Such questions are increasingly being asked by public health scholars, ethnographers, and medical anthropologists who are studying the so-called “therapeutic itineraries” of everyone from malaria sufferers in Gambia to diabetics in Brazil.

Nearly all the research, so far, has been done the old-fashioned way: by interviewing people. When three researchers asked 12 breast cancer patients from central Mexico, for instance, what each did right after discovering a lump in her breast, the women’s answers revealed a dozen different health care routes—paths that led, in some cases, to markedly different outcomes. Some women got their definitive cancer diagnosis within three months of discovering a suspicious lump, others not until 18 months later.

Therapeutic itineraries can help pinpoint the weak joints in a given healthcare system, the barriers and bottlenecks that delay care or limit access to it. They can also reveal failures in communication that, if corrected, might dramatically improve outcomes.

Consider the case of malaria. Despite significant progress made against the disease over the past decade, it remains endemic in much of Africa. One still-unsolved problem is that infected individuals who come late to treatment can serve as a reservoir for new infections. And a recent study of therapeutic itineraries of infected individuals in rural Gambia, led by Sarah O’Neill of the Institute of Tropical Medicine in Antwerp, shows at least one reason it’s often hard to find and treat them earlier.

In some West African traditions, the graver symptoms of severe malaria—disorientation, fainting, convulsions—are thought to be caused by non-human spirits, and so a common first stop is to a traditional healer rather than a modern health clinic. Even the term “malaria,” O’Neill and her colleagues explain, is “considered to be a ‘toubab’ (meaning ‘white man’) word.” The underlying sickness is described differently by the Mandinka people and the Fula, and by the Soninke and the Wolof—and in ways that don’t always translate to either the same disease or the same urgent message: “Go to the clinic right away.”

“Healthcare activities are social responses organized to face diseases and can be understood as a cultural system,” write two itinerary trackers from Brazil. That system includes not just the providers of modern medicine—the people and institutions we mostly focus on—but also our families, friends, social networks, search engines, online communities, and more.

Think about that a minute: Healthcare activities are inherently social—informed by social rules and customs.
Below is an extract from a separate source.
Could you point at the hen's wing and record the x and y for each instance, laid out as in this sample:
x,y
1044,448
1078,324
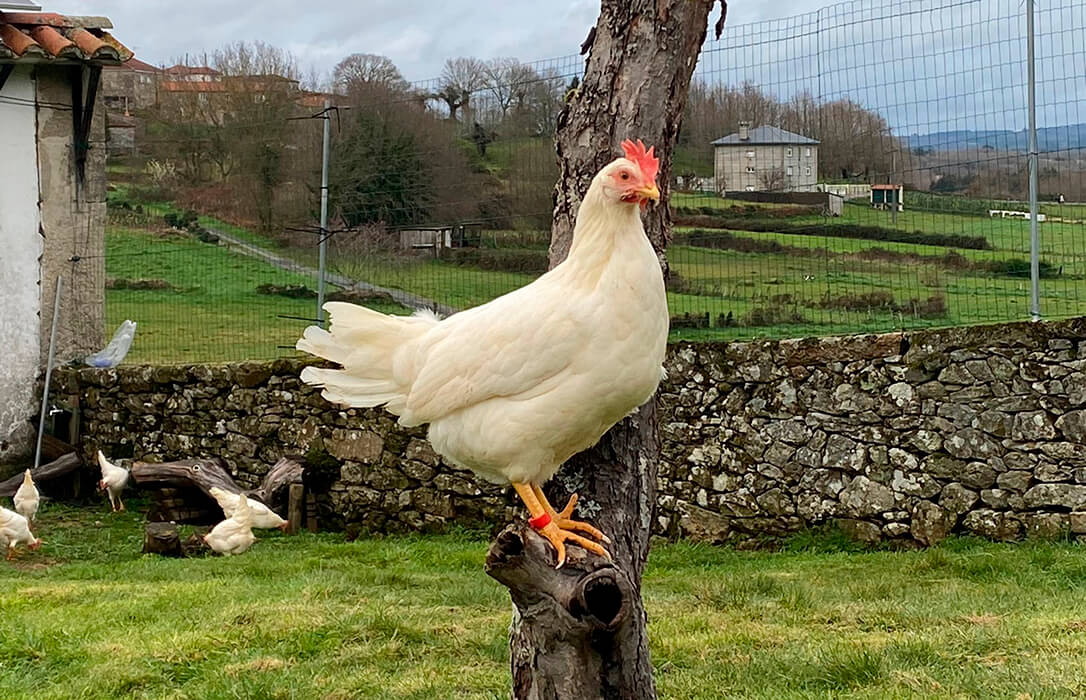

And what that means, dear Daily readers, is that any broad-based public health intervention that doesn’t address that component isn’t likely to succeed.

Happy Friday.

Clifton Leaf
@CliftonLeaf
clifton.leaf@fortune.com

DIGITAL HEALTH

Diabetes reversed in mice with assist from rat-grown pancreases. Researchers at Stanford University and the University of Tokyo were able to successfully reverse diabetes in mice by growing pancreases in rat embryos. The embryos, which were genetically modified to prevent them from growing their own pancreases, were injected with mouse pluripotent stem cells that formed into a pancreas. (The reason for growing the organ within a rat rather than a mouse was that the scientists needed to produce enough insulin-producing cells to reverse diabetes' effects in mice.) Then, taking just a small number of "islets," or distinct tissue clusters that form insulin, and inserting them into the mice was able to successfully reverse the diabetes. The new tissue wasn't rejected since they stemmed from the mice's cells in the first place. "We found that the diabetic mice were able to normalize their blood glucose levels for over a year after the transplantation of as few as 100 of these islets," said Dr. Hiromitsu Nakauchi, a professor of genetics at Stanford, in a statement. "Furthermore, the recipient animals only needed treatment with immunosuppressive drugs for five days after transplantation, rather than the ongoing immunosuppression that would be needed for unmatched organs." Now for the inevitable caveat: there's still a lot of work to be done before this type of technique could be applied to larger animals like pigs, sheep, and (potentially), one day, humans. (FierceBiotech)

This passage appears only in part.